Better designs for quality senior living

by Rockland Berg, AIA, NCARB

Photos © Will van Overbeek. Photos courtesy three
Photos © Will van Overbeek. Photos courtesy three

Perhaps no other commercial design market is evolving faster than senior living. What started as a targeted push in the 1990s toward scaling down and decentralizing developments for the elderly—creating models less institutional in aesthetics for aging residents with challenges in health, cognition, mobility, and sensory abilities—has, in recent years, exploded into a full-on typology reboot.

The senior living design renaissance goes far beyond rethinking the residential unit itself. It is important for developments as a whole to nurture community building and echo and connect to existing urban fabrics. While traditionally, amenities such as spas, restaurants, gyms, walking trails, and theaters were left out of senior developments, access to them is now a benchmark for success.

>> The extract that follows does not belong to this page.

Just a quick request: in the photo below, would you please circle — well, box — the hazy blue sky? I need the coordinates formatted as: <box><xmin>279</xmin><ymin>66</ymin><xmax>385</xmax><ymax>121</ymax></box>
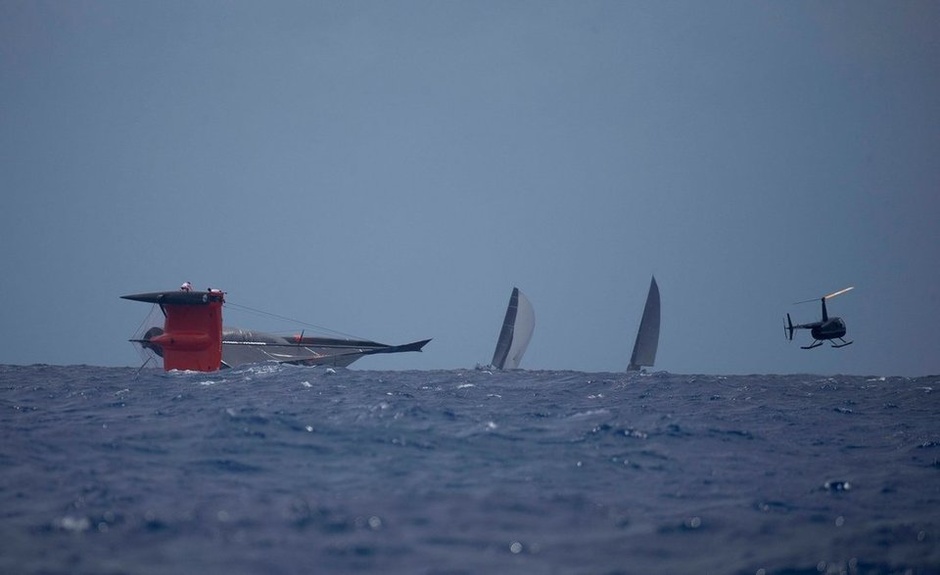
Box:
<box><xmin>0</xmin><ymin>0</ymin><xmax>940</xmax><ymax>375</ymax></box>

A national gathering of experts at the 2018 Environments for Aging conference in Salt Lake City, Utah, revealed another driver of this trend toward more amenities in the senior and residential care typologies—more owner-operators are trying to attract multiple generations to their communities. While the greatest generation (i.e. those born from 1910 to 1924) still requires options, owners are gearing up to meet the needs of baby boomers.

With this in mind, what are the best ways, in architectural terms, to foster generational coexistence? One trend is the growing implementation of universal design principles in building independent living residences, thereby creating spaces that are homely, while flexible enough to allow occupants to age in one place.

Adding, diversifying, and upgrading food service options are common components of effective renovation projects in senior living facilities and residential care communities.
Adding, diversifying, and upgrading food service options are common components of effective renovation projects in senior living facilities and residential care communities.

Savvy owner-operators are taking it a step further by integrating hospitality concepts and typologies—as in hotels, resorts, restaurants, and lounges—into the architectural partí or starting point for senior residential care design. Adapting proven hospitality models to senior consumer preferences and carefully tweaking them to incorporate effective housing and healthcare elements has emerged as a successful strategy for many new senior developments. Concepts drafted from hospitality include resident-facing architecture that creates a ‘choreography of discovery,’ as well as discreet but effective back-of house efficiencies, the multipurposing of entertainment and food venues, and an emphasis throughout the property on promoting a sense of well-being.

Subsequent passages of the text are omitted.